Lingui, les liens sacrés
Film de Mahamat-Saleh Haroun (8 décembre)

Nudo Mixteco
de Angeles Cruz (8 décembre)

Au cœur du bois
Film documentaire de Claus Drexel (8 décembre)

Où est Anne Frank !
Film d’animation de Ari Folman (8 décembre)

Any day Now
Film de Hany Ramezan (8 décembre 2021)

Panorama des récentes sorties en France de films iraniens et réflexion sur le cinéma iranien
En compagnie de Bamchade Pourvali, animateur au Lucernaire du ciné-club iranien.

L’Homme qui penche
Film de Marie-Violaine Brincard et Olivier Dury (8 décembre)

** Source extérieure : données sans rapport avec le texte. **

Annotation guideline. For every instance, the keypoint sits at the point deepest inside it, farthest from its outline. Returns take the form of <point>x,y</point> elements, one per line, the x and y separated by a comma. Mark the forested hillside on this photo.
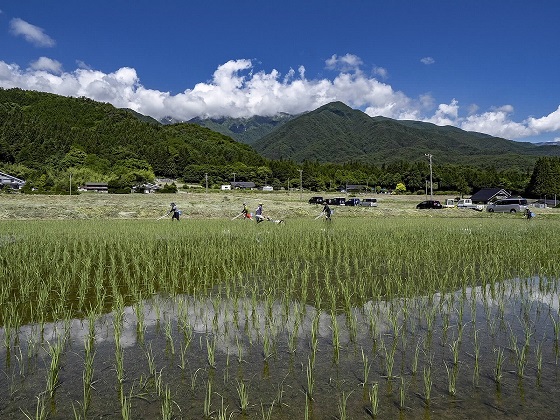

Poète et ouvrier, Thierry Metz est l’un des plus grands écrivains de sa génération. Il modèle ses expériences par l’écriture et transforme chaque étape de vie en matériau poétique. Il donne une âme au chantier, aux paysages du Lot-et-Garonne, à la maison dans laquelle il vit.

Le film retrace l’intensité tragique d’une vie entièrement consacrée à la création et propose un dialogue entre la poésie et le cinéma.
Accompagné par les textes de ses principaux recueils, il fait exister les habitants de ses poèmes : les manœuvres, les saisonniers et les patients du centre psychiatrique de Cadillac... Très belle osmose entre les textes et les images et leur traitement. Un film rare.

Lingui, les liens sacrés
Film de Mahamat-Saleh Haroun (8 décembre)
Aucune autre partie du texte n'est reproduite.